Brown was elected mayor in 2020 after being elected to the Bradenton City Council in 2018 (he had been appointed to fill a vacancy two years prior). Brown has received six-figure funding from various business interests, including developers in both mayoral campaigns.

Under Brown’s leadership, the city has endured several scandals, including multiple whistleblower complaints within the Bradenton Police Department. Its overwhelmed treatment plant has led to sewage being spewed into local waterways at disturbingly regular intervals.

An attempt to quietly push through a highly questionable sale of city hall in a troublingly opaque manner was thwarted. Still, the eventual process raised questions about whether residents are getting the best possible value in the sale and subsequent development of new facilities.

Under previous leadership, construction companies routinely complained that one politically connected developer always got the city’s contracts. Under Brown’s administration, NDC Construction has continued to thrive, and its principals have been generous to Brown’s campaigns.

As a councilman, Sanders raised these issues in an admirable attempt to disrupt the good old boy club that has long dominated the City of Bradenton's politics as well as its spoils. For his efforts, he was ostracized by the administration and suffered a well-coordinated defamation campaign that helped ensure he lost his seat in 2020.

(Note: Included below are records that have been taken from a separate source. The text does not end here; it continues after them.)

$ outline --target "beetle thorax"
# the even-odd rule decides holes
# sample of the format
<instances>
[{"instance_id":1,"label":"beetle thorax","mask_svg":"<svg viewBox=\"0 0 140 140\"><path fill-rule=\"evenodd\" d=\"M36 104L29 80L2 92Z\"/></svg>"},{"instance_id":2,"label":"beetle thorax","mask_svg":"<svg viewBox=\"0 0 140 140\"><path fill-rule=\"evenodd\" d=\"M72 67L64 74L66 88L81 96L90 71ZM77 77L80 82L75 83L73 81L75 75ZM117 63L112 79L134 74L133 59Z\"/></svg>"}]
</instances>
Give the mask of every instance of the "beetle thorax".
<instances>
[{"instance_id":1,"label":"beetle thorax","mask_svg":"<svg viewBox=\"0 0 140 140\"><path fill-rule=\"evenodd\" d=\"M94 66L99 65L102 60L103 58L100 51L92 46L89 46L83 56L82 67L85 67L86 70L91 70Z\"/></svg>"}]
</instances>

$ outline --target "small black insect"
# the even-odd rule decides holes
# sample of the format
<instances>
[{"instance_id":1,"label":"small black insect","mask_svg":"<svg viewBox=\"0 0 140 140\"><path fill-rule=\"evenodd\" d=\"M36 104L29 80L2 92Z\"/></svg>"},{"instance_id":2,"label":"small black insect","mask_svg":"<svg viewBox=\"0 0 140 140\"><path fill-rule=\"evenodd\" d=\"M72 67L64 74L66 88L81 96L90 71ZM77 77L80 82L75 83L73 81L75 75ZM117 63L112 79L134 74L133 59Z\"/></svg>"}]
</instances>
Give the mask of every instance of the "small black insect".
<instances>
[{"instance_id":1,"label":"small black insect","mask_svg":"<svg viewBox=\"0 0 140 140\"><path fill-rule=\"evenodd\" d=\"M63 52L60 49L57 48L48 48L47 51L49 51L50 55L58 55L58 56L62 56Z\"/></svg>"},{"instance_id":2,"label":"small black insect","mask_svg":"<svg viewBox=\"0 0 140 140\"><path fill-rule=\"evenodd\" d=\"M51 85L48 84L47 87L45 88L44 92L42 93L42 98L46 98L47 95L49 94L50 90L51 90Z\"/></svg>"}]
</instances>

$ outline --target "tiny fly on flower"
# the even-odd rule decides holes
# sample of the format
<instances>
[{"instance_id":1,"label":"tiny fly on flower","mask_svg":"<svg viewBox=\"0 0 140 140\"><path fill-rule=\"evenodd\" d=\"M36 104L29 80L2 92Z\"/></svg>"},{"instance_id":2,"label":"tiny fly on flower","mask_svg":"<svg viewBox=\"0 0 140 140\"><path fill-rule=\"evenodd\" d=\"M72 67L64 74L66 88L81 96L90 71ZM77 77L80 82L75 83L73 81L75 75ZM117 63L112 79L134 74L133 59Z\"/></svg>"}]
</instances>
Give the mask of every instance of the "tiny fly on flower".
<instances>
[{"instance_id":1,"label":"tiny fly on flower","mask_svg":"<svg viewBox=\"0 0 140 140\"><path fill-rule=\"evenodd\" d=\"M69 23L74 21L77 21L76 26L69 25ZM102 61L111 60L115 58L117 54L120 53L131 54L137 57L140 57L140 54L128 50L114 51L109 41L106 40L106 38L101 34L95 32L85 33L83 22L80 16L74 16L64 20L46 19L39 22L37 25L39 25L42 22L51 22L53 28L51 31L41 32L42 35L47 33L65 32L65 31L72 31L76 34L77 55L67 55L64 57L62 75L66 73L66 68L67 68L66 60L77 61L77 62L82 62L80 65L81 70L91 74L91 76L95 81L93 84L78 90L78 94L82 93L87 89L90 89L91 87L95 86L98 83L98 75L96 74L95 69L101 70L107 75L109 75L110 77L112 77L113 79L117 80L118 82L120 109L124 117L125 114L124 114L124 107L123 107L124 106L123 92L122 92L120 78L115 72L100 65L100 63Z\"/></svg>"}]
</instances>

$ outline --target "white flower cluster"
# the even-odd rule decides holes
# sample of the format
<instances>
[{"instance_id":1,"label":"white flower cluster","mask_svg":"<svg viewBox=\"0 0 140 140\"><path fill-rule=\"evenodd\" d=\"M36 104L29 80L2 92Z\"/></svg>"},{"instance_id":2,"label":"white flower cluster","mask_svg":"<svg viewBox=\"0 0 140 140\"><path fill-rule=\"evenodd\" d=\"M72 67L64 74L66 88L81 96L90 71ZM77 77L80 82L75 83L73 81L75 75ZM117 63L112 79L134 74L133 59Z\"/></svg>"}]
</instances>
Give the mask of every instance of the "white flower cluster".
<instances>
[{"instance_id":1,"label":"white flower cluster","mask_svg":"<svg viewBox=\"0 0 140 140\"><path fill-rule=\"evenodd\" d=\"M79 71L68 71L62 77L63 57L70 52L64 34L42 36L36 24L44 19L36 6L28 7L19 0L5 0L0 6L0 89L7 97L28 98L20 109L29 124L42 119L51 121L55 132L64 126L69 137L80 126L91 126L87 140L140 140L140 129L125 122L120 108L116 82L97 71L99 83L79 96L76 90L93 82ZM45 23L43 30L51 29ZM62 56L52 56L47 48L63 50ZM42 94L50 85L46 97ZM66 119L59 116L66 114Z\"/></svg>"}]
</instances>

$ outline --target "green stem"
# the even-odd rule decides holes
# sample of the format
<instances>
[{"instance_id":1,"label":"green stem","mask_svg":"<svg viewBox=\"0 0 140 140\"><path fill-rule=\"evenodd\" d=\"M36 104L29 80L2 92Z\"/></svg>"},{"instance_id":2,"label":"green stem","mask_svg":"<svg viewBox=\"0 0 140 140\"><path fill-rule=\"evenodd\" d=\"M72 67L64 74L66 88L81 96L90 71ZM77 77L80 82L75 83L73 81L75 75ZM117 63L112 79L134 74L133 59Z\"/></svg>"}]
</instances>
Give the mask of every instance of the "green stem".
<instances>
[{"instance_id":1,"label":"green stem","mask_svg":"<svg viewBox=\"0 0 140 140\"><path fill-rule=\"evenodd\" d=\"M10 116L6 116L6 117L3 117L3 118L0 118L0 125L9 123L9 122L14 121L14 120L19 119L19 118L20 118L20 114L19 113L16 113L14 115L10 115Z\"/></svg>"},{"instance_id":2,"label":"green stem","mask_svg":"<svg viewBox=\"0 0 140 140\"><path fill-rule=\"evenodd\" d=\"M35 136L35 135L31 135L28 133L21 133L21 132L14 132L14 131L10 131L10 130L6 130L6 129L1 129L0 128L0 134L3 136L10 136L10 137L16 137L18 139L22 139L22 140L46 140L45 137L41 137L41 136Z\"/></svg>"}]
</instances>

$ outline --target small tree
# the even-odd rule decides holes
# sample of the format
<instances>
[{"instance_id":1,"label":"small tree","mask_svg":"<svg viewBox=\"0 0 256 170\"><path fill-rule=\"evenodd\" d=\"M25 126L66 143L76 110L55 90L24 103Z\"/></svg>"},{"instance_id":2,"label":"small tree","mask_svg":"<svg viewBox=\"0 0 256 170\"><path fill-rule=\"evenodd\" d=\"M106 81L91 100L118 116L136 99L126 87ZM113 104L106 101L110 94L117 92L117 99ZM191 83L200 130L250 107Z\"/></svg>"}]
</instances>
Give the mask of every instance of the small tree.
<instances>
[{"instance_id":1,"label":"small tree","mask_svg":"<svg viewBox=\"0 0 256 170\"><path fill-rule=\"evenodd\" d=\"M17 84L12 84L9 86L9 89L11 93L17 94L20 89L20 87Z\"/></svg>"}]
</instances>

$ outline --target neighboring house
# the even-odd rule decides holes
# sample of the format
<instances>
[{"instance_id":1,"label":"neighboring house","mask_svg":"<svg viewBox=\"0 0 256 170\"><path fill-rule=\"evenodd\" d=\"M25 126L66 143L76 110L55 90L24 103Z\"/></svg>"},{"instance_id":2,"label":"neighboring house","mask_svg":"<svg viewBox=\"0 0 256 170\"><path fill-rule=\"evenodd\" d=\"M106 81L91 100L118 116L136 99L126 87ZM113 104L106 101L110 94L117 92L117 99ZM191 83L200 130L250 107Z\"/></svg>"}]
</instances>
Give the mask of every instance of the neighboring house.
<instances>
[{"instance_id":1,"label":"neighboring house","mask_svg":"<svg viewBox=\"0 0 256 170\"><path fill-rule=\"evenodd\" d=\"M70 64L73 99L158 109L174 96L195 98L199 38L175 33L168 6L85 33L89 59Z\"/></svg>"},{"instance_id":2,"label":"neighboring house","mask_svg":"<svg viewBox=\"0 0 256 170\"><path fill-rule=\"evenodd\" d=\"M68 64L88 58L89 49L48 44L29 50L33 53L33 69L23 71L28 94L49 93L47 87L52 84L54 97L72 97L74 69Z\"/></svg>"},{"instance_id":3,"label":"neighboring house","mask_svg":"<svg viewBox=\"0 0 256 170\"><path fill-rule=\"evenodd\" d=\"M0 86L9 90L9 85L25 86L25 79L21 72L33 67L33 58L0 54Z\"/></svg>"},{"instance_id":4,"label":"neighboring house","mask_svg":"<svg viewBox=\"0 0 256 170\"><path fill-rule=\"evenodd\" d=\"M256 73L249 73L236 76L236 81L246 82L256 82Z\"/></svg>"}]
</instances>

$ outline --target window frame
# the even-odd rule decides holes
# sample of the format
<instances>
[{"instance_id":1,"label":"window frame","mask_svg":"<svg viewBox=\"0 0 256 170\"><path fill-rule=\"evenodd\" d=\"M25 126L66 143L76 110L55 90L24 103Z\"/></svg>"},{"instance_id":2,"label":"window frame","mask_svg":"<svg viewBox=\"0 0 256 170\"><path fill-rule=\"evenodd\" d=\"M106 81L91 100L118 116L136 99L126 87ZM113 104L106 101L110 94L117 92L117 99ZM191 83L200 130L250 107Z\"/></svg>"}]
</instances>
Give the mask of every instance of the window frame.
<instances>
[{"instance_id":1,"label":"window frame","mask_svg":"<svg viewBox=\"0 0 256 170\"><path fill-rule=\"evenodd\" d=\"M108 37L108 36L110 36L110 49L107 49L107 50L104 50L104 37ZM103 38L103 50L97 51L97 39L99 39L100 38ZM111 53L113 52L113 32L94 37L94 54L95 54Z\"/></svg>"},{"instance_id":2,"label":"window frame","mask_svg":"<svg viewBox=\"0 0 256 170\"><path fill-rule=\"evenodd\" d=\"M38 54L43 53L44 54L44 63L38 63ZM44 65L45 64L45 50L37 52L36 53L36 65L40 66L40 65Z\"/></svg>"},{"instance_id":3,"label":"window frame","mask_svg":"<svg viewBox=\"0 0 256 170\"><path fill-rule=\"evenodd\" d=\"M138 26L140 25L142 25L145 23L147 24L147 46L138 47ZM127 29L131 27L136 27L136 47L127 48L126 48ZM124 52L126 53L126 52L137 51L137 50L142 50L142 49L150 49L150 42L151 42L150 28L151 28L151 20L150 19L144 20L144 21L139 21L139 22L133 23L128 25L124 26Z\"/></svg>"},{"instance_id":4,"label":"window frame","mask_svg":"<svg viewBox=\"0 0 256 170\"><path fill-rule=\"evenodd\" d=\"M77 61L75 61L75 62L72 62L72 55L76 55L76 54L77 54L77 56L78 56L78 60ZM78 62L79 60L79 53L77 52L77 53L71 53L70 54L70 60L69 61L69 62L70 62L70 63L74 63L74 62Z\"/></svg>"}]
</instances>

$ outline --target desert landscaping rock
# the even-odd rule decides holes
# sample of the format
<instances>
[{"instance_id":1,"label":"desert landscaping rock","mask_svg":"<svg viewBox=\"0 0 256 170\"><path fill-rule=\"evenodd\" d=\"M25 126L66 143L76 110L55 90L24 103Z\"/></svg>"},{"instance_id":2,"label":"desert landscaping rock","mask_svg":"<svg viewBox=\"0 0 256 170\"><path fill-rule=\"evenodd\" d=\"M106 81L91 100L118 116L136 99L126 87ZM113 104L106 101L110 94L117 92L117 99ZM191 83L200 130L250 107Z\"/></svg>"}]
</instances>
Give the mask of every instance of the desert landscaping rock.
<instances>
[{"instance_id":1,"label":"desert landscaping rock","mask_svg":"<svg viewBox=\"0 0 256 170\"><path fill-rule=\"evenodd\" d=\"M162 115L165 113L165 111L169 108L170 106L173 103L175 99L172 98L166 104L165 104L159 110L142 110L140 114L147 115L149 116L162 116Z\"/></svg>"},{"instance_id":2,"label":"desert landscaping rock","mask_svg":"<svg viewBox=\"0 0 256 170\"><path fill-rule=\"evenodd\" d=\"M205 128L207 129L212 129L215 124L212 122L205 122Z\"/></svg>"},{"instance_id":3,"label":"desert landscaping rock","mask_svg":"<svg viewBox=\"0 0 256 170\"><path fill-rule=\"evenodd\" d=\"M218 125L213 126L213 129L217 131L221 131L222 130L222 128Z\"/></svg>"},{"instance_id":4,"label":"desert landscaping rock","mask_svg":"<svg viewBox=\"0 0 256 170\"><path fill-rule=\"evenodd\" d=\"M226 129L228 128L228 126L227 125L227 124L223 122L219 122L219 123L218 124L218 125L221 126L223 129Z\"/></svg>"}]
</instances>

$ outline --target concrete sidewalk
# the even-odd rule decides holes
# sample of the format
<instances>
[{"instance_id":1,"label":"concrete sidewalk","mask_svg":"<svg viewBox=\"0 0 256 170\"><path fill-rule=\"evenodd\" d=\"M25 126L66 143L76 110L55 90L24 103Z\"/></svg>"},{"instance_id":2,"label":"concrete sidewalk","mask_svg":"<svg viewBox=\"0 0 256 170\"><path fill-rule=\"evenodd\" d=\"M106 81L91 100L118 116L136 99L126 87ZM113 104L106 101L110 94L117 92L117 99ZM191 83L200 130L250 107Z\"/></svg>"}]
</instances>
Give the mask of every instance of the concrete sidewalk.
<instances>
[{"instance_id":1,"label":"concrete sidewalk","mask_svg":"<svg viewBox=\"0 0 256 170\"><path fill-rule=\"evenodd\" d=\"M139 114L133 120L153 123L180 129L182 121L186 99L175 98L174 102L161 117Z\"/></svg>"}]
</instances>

In the time since, Sanders has been a dogged public activist, regularly attending city council meetings to give voice to the opposition. We admire his commitment to effecting change as well as the fact that he’s been willing to put a considerable amount of his own money into a campaign to be competitive with the special interest backing Brown has received.

If elected, Sanders could not single-handedly curb a board whose majority will not change, as only one of the five seats is being contested in this cycle. However, we feel that he would be better positioned to inform the public of what the council is up to, and that might be enough to get at least some of its members to be better stewards of the public’s trust.